Who's on your “roll call of saints”? Who are those ancestors of faith for you - those who believed even when they couldn’t see the future? Who trusted even when they didn’t know what was to come next? Who held onto God’s promise for a future?

Just as your ancestors were called into an unseen future. Into an uncertain future. Unsure of what it would hold. Yet, trusting that God had a future for them. In the same way, throughout the letter to the Hebrews, the writer is calling the community out of despair and into hope. To trust in God’s promises. To have faith.

The Hebrews’ vision of the Christian life is like that of a race. Not a sprint, but a long distance race. More like a cross-country race. A journey of transformation moving toward a communal completion. As we run this race together, as we journey, we are cheered on. Looking up in the stands of the stadium, we see all of the ancestors of our faith who have gone before. Abel, Noah, Abraham and Sarah, Moses, Aaron, Gideon, Peter, John, Mary. My ancestors. Your ancestors. All of our ancestors in faith. 

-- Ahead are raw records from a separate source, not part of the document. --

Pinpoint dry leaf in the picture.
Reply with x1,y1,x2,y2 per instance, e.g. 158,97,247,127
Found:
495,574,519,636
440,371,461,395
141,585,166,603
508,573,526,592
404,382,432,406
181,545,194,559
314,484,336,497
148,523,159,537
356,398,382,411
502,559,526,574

As Hebrews describes to us, through faith, all of these ancestors conquered kingdoms, administered justice, obtained promises, shut the mouths of lions, quenched raging fire, escaped the edge of the sword, won strength out of weakness, became mighty in war, put foreign armies to flight. Were tortured. Mocked and flogged. Chained and imprisoned. Stoned to death, sawn in two. Destitute. Persecuted. Tormented. All of them for whom the world was not worthy. Though they were commended for their faith, they did not receive what was promised. 

As we run the race of faith, all of these ancestors of faith cheer us on. Because living by faith is not a concept. Living by faith is a way of life. This is what it means to have faith. To be claimed by the Word of God. To move into a future. Perhaps unseen. Perhaps uncertain. Not sure of where we will end up. But, moving forward, all the same. Into a future that we know by virtue of promise rather than by what our eyes have seen.

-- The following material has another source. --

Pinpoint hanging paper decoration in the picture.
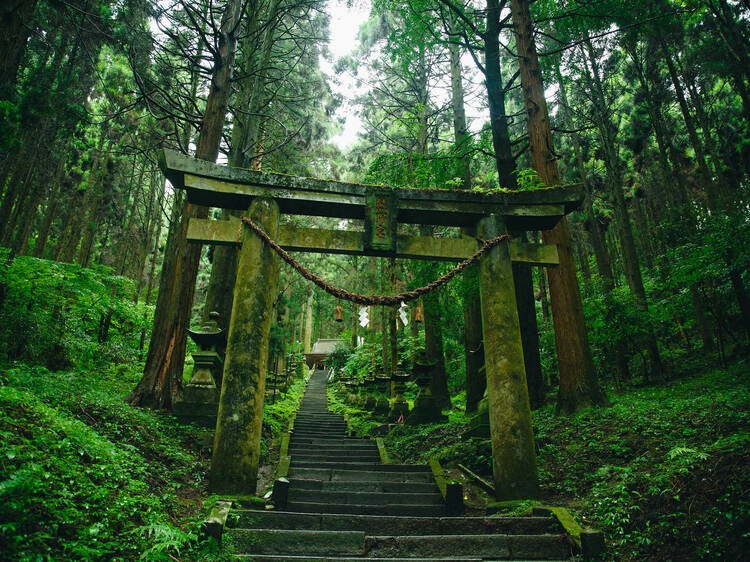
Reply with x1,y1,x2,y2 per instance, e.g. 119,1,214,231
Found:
359,307,370,328
398,302,409,327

Because we have Jesus. Our pioneer - the one who has gone before us. Our perfector - who has shown us the way. Our great high priest - who in his “once and for all” act of sacrifice forever altered the relationship between all humanity and God. This Jesus: God’s participation, God’s own self-offering, God’s own self-giving act. God, who through this Jesus, this Word, now invites us into God’s presence, to go where only the high priest was privileged to go. And who calls us into the future. Into a life of promise. Into a life of hope. 

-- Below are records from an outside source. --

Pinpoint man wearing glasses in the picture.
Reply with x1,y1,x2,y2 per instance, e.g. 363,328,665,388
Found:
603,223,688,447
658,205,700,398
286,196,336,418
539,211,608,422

This is why we should have faith. Because, even though we may have experiences that may challenge our faith, that might call our faith into question, the only other option for us is despair. A life without hope. And that, sisters and brothers in Christ, is no life. 

So, take the promise. And run with it! 

Amen.

Preached September 1, 2019, at Grace & Glory Lutheran Church, Goshen, KY.
Pentecost 12
Readings: Matthew 8:5-10; Hebrews 11:1-16, 12:1-2.